Facebook「衛星インターネット事業」に本格参入か? ── 2019年に実験衛星打ち上げへ

仏アリアンスペース VEGAロケット

ポイントビューテック社の通信試験衛星「アテナ」を打ち上げる予定の仏アリアンスペース、VEGAロケット。地球低軌道に最大1963kgの衛星を搭載できる。

Arianespace

Facebookが2019年にミリ波通信衛星の実験機を打ち上げ、衛星インターネット事業に本格参入する可能性が浮上している。本当ならば、技術的な点でも宇宙産業関係者にインパクトを与えそうだ。

20018年5月初頭、FCC(連邦通信委員会)は、PointViewTech(ポイントビューテック)社からの通信試験衛星に関する申請書を公開した。同社は、複数の状況証拠から、Facebook子会社ではないかと報じるメディアが出てきた。

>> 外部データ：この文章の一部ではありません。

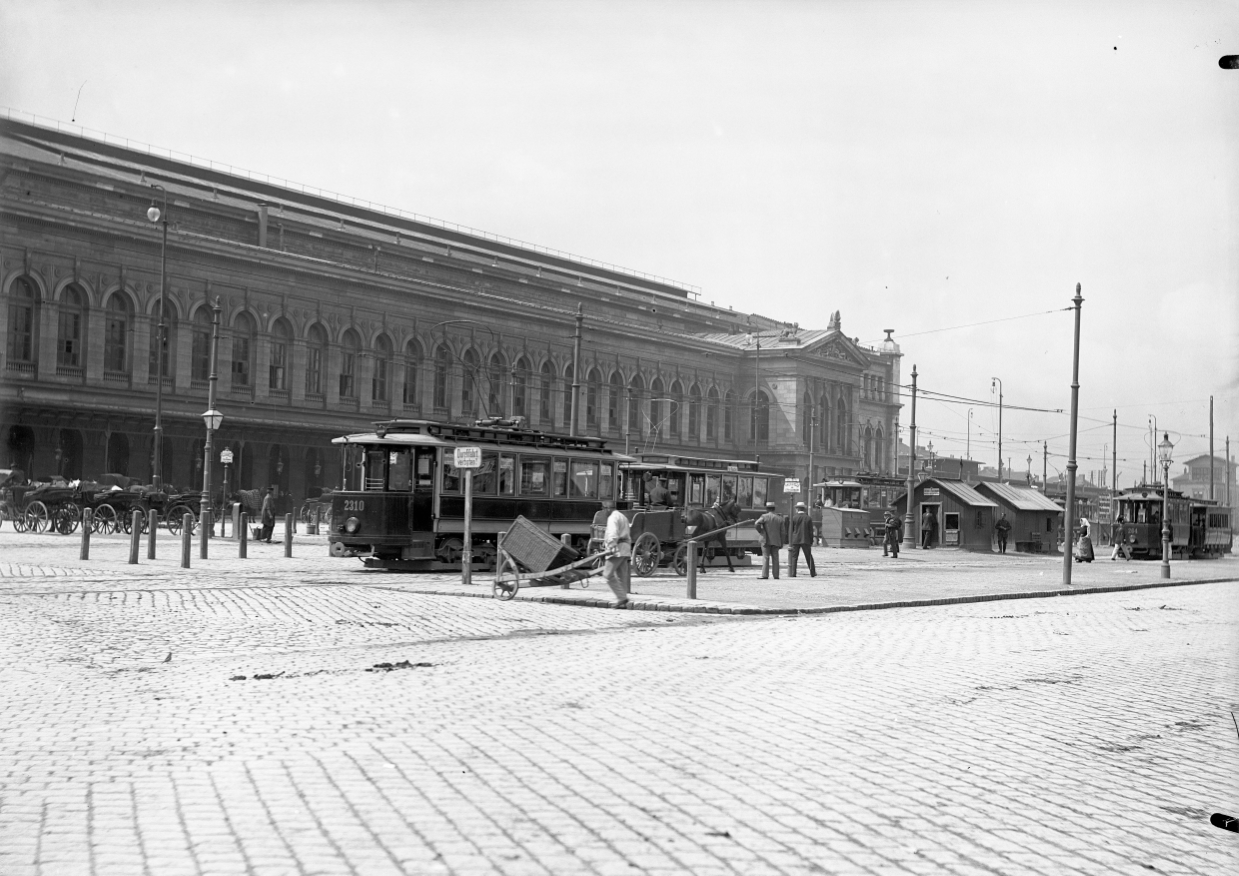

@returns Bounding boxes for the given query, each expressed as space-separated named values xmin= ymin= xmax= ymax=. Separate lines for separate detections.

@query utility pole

FCC文書によると、ポイントビューテック社は、2019年初めに「E帯」と呼ばれる、通信衛星が使う電波の「ミリ波」の中でも高周波数の帯域で通信実験を行う、150kg級の小型衛星「Athena(アテナ)」を打ち上げる。

通信衛星や科学衛星を多数製造した実績を持つ米スペースシステムズロラール(SSL)社が製造し、2年間の運用もSSLが行う。打ち上げは、仏アリアンスペース社の小型ロケットVEGAで、高度550キロメートルの地球低軌道に投入される予定だ。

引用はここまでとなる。